Problem: Emails bouncing back

Causes:

  • Invalid recipient email addresses
  • Temporary server issues
  • Email addresses no longer exist

Solutions:

  1. Verify email addresses:
  • Test with known good addresses
  • Remove invalid addresses from database
  1. Check bounce logs:
  • Provider dashboard shows bounce reasons
  • Hard bounces vs soft bounces
  1. Handle bounces properly:
  • Remove hard-bounced addresses
  • Retry soft bounces later

Best Practices

  1. Authenticate your domain – Always use SPF, DKIM, DMARC
  2. Use a dedicated subdomainmail.yoursite.com for sending reputation
  3. Monitor delivery rates – Check provider dashboard regularly
  4. Keep API keys secure – Never commit to version control
  5. Use environment variables – For API keys in production
  6. Test before going live – Send test emails thoroughly
  7. Set up bounce handling – Monitor and act on bounces
  8. Use descriptive from names – Help users identify legitimate emails
  9. Don’t use personal email – Use domain email for professionalism
  10. Have backup method – Consider fallback to wp_mail() if provider fails

Cost Management

Staying in Free Tiers

Amazon SES:

  • Monitor monthly sending volume
  • Free tier: 62,000/month with EC2 or $0.10 per 1,000
  • Set up billing alerts in AWS

Resend:

  • 100 emails/day = 3,000/month
  • Enough for small sites with occasional 2FA
  • Upgrade to $20/month for 50,000

SendGrid:

  • 100 emails/day = 3,000/month
  • Similar to Resend
  • Good for small to medium sites

Optimizing Costs

  1. Only enable email 2FA if needed
  • App-based 2FA doesn’t use email credits
  • Email 2FA only when required
  1. Batch notifications (if sending bulk)
  • Don’t send individual emails for each event
  • Batch and send digest emails
  1. Clean your user list
  • Remove bounced addresses
  • Remove inactive users
  • Reduces unnecessary sends
  1. Monitor usage
  • Check provider dashboard monthly
  • Set up usage alerts
  • Upgrade plan before hitting limits

FAQ

Q: Do I need an email provider?
A: Only if you want email-based 2FA or reliable transactional emails.

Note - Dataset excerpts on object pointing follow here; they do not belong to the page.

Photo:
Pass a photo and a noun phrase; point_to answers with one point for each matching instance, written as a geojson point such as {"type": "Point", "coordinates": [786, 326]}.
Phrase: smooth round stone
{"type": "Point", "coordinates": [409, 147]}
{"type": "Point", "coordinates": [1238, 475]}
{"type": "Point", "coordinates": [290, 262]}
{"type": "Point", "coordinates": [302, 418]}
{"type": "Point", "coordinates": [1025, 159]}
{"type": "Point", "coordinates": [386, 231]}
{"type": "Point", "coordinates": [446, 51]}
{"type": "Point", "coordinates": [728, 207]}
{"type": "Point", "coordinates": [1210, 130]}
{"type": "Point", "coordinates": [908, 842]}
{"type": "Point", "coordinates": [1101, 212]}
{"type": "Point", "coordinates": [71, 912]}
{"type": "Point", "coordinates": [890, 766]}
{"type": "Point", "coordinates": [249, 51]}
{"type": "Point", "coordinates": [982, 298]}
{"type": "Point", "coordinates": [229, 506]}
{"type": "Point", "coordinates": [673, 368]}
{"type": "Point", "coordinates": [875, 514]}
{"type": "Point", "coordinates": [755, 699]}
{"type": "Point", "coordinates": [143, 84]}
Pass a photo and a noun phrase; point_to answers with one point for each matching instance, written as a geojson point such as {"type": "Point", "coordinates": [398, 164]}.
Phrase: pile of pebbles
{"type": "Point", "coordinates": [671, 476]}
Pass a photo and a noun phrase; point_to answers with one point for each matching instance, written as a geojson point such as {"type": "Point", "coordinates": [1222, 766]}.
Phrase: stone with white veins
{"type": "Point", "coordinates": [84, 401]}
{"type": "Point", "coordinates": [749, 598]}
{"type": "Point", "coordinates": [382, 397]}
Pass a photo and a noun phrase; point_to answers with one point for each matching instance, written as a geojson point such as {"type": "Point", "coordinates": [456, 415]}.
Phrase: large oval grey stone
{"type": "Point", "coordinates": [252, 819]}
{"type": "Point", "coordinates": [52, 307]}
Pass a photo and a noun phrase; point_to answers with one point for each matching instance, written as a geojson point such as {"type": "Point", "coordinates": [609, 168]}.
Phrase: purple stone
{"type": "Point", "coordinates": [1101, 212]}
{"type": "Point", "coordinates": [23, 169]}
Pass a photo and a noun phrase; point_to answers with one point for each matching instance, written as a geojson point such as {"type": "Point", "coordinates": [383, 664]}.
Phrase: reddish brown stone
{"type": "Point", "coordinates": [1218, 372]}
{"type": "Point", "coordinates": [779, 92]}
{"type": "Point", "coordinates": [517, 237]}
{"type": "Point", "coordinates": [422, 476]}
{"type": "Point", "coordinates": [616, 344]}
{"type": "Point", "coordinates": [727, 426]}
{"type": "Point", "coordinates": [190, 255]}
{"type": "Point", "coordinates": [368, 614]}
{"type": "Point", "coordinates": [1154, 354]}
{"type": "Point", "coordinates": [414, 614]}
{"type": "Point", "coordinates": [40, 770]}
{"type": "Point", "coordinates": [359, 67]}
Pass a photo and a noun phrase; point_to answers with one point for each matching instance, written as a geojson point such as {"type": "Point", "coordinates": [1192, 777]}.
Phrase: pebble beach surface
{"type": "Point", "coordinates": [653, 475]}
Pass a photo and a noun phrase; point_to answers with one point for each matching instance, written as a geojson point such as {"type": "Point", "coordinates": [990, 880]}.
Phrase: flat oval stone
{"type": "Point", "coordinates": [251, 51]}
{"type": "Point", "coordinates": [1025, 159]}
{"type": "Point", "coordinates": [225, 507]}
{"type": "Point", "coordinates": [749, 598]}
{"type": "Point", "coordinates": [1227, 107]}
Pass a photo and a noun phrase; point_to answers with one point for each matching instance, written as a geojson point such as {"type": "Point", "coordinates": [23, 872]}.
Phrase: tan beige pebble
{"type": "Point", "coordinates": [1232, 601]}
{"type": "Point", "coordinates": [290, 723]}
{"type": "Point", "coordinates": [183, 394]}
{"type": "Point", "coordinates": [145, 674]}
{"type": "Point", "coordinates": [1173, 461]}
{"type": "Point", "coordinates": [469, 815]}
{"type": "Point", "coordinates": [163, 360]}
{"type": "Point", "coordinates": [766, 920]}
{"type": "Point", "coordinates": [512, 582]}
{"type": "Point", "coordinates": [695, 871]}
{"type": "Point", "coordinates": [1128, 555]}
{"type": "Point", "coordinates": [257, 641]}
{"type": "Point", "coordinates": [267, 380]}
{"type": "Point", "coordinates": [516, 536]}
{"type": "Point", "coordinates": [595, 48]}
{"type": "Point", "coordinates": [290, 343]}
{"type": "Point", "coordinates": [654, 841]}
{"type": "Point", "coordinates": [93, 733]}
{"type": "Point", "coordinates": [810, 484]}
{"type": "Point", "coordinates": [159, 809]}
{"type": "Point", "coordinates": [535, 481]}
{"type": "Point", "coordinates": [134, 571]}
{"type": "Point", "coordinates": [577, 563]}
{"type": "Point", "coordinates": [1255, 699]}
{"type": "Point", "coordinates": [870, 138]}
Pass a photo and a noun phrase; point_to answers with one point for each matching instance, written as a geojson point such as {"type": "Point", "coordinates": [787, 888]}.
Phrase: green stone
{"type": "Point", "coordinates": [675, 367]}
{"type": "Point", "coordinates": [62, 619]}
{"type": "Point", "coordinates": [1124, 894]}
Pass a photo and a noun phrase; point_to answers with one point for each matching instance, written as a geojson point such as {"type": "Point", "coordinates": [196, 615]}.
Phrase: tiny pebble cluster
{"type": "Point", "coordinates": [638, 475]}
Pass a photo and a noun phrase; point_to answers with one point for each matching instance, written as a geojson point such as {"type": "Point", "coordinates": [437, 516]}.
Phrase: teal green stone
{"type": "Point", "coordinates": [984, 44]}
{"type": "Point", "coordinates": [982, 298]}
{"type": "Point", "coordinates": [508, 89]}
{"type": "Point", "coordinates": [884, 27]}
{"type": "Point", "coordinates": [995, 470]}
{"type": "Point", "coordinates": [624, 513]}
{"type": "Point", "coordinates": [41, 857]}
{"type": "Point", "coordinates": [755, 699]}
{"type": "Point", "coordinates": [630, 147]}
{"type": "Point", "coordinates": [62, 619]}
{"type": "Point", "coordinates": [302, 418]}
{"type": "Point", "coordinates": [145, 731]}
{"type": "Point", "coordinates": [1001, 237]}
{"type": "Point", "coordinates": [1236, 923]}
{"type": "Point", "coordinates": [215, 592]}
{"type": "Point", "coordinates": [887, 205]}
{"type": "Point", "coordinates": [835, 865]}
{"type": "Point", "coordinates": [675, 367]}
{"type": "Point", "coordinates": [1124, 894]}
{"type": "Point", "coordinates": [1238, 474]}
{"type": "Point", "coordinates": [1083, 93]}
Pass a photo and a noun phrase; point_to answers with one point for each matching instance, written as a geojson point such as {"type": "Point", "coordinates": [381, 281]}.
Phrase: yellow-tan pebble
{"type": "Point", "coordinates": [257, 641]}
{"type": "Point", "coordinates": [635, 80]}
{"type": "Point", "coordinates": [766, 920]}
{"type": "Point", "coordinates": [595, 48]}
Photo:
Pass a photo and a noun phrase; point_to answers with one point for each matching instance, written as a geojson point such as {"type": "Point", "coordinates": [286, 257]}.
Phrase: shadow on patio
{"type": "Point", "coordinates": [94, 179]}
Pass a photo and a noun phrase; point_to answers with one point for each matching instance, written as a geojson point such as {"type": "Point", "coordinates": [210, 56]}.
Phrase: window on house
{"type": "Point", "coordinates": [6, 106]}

App-based 2FA doesn’t require email.

Q: Which provider is best?
A: Resend for simplicity, Amazon SES for cost/scale, SendGrid for enterprise features.

Q: Can I use my regular email service (Gmail, Outlook)?
A: Not recommended. They have sending limits and poor deliverability for automated emails.

Q: Will this affect my regular WordPress emails?
A: No. Guard Dog only uses the email provider for its own emails. Other WordPress emails still use wp_mail().

Q: Can I switch providers later?
A: Yes, just change the provider selection and update credentials.

Q: Do I need to configure DNS records?
A: Highly recommended for good deliverability. Not strictly required but emails may go to spam without them.

Q: What if email sending fails?
A: Users will see an error and can’t complete email 2FA. Have app-based 2FA as backup.

Q: How many emails will I send?
A: For 2FA: ~2 per user login. For 100 users logging in daily = ~200 emails/day.

Q: Can I use free email providers?
A: Yes, all three have generous free tiers sufficient for most small to medium WordPress sites.